INTRO TO THE STUDIES
THERE are two sorts of Sabbath-school lessons that are always in danger of being but slightly studied, namely, long ones and short ones. If a lesson is very long, the pupil will often become discouraged, and say, “I can't master such a lesson as that, and there's no use trying.” lf it is very short, many will think, “There isn't much to that lesson, and I don't need to spend much time on it.” Now if a lesson is long and difficult, every effort should be made to master as much of it as possible; and if it is short, as are the lessons in this series, then one should determine to know everything that may be learned from it.
The Epistle to the Galatians is so compact, every sentence being full of instruction, and the connection is so close, that it requires very careful study to know exactly what it says. The only trouble in understanding it comes from lack of acquaintance with the events to which it refers, which are recorded elsewhere in the Bible, and in assuming, from a too careless reading, that it says things that it really does not. Accordingly only a few verses have been included in each lesson, as it is expected that each one will be thoroughly mastered. How can you expect to understand a man if you do not know what he says? and how can you expect to understand this epistle if you are not familiar with every statement in it, and have not considered the relation of each to its fellow? A verse a day will suffice to make one master of its contents; and such is the richness of the epistle, that five or six verses will furnish ample material for a week's study.
Don't speculate, and don't listen to any other person's speculations. Never say to anybody, “What do you think this means?” You do not stand in need of what somebody thinks; what you want is knowledge, and “the Lord giveth wisdom; out of His mouth cometh knowledge and understanding.” Prov. 2:6. You may question the Lord very often, for He “giveth to all liberally, and upbraideth not.”

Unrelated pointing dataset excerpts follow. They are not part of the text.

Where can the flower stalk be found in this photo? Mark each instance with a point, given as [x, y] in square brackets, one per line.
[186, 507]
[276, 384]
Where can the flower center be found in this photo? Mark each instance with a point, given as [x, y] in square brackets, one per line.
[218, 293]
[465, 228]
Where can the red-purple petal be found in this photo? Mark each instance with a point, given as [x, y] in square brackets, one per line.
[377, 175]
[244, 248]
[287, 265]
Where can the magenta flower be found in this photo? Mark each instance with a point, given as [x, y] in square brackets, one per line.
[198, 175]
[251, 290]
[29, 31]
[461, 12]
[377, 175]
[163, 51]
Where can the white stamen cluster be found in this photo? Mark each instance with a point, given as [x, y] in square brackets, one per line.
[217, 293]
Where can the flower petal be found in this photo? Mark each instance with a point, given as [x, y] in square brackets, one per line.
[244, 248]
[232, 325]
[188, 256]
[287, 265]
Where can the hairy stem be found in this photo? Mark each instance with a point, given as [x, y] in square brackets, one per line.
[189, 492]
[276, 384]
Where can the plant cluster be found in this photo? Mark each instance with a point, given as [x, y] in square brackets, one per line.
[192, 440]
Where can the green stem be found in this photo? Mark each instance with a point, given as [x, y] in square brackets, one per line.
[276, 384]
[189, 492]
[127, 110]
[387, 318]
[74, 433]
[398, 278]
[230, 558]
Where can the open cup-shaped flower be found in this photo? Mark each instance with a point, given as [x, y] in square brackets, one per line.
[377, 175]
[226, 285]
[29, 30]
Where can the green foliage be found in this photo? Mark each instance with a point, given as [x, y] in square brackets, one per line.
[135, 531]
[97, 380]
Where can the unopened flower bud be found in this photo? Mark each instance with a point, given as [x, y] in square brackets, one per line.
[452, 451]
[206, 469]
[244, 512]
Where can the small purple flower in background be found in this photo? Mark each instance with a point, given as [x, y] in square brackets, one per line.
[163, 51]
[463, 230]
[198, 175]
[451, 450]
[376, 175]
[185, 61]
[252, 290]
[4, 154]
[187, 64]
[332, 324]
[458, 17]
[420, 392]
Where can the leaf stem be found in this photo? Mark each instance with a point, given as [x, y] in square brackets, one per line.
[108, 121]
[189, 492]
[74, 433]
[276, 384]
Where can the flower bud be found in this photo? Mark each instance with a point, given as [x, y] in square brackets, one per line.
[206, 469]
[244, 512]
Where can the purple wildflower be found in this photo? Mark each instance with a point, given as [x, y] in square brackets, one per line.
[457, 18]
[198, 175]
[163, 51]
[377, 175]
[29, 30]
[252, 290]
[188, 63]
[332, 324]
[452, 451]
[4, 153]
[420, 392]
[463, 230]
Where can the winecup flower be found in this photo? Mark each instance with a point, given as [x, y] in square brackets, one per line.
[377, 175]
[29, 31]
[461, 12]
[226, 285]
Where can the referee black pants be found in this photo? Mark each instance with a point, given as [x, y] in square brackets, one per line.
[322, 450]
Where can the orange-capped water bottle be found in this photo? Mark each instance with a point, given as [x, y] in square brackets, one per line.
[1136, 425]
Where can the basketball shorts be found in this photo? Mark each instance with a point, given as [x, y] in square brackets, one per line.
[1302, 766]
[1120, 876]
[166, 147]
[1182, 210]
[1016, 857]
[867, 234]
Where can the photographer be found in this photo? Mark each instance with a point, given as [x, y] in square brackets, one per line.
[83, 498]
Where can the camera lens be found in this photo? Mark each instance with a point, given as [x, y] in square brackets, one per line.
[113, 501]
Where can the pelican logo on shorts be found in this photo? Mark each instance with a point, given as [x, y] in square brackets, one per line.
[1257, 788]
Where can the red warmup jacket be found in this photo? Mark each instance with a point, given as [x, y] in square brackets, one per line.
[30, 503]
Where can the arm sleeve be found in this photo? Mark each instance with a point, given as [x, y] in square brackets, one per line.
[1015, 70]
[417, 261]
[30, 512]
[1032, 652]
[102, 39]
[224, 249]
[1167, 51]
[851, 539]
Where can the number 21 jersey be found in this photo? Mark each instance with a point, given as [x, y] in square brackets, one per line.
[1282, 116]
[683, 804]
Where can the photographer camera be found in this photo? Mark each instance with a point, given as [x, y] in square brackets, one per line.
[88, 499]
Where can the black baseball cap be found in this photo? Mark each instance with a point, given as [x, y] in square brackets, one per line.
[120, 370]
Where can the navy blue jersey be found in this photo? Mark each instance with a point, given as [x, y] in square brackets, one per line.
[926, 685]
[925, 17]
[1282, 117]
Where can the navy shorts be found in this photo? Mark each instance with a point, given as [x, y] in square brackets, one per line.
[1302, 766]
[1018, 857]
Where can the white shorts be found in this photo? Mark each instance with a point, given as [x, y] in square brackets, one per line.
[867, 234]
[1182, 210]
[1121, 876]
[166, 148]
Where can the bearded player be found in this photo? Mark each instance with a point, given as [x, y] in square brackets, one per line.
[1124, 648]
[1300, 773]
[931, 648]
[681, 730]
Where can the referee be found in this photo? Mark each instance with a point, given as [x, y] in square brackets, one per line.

It is not an unheard-of thing for a teacher to say to his class, “I am not very well prepared with this lesson, for I have had very little time to study it, and hardly know where it is.” If that is the case, it is right for him to confess it, and then to take his place in the class, to learn as much as may be from some one who does know the lesson. A teacher ought to know; it is his privilege and his duty. To stand before a class with no definite idea of what is to be taught, is a sin. The Scriptures and the souls of men are too sacred to be thus trifled with. If the blind lead the blind, shall they not both fall into the ditch? If any member of the class does not know the lesson text, then let him keep his Bible open during class-time, and let him read his answers from it. Do not let anybody hazard a conjecture. The beauty of proper Bible study is that we may answer correctly every time. We may not know much, but we may be sure of what we do know.
The Epistle to the Galatians was not written for controversy, but to settle controversy, and to bring wanderers back to the fold of Christ. Now controversy is never settled but only augmented by argument; for the controversialist, “e'en though vanquished,” can “argue still.” The only way to settle controversy, and to reclaim erring souls, is to set forth the simple Gospel of Jesus Christ by the power of the Spirit. That is what is done in this epistle, and the only way to understand it is to study it with a humble desire to learn of Christ “as the truth is in Jesus,” and with a heart open to the influence of the Holy Spirit. Those who study it with a controversial spirit, to find some argument with which to “meet an opponent,” are sure to miss the truth.
Be very careful not to read your own ideas into the text, as you study it. “My thoughts are not your thoughts,” says the Lord. Hold yourself rigidly to the words that the apostle has written, but make use of as many good translations as you can get hold of. No one set of words can perfectly express the idea of the original. There is no popular commentary that is of any use whatever in studying this epistle. Make yourself perfect master of the text before thinking of reading anything else. There is no one who can not profitably read the portion assigned fifty or a hundred times during the week. Read it, question it, meditate upon it, until your brain sees it, and you can read it intelligently in the dark.
In these lessons the text used is that of the Revised Version. In many instances it is much clearer than the common version, and in any case it furnishes another rendering, which all can compare with the text in the Bibles which they ordinarily use, In the notes quotations are made from the two versions indiscriminately. Whenever you find a text of Scripture quoted differently from what it is in your Bible, you may know that it is from the revision, unless otherwise stated.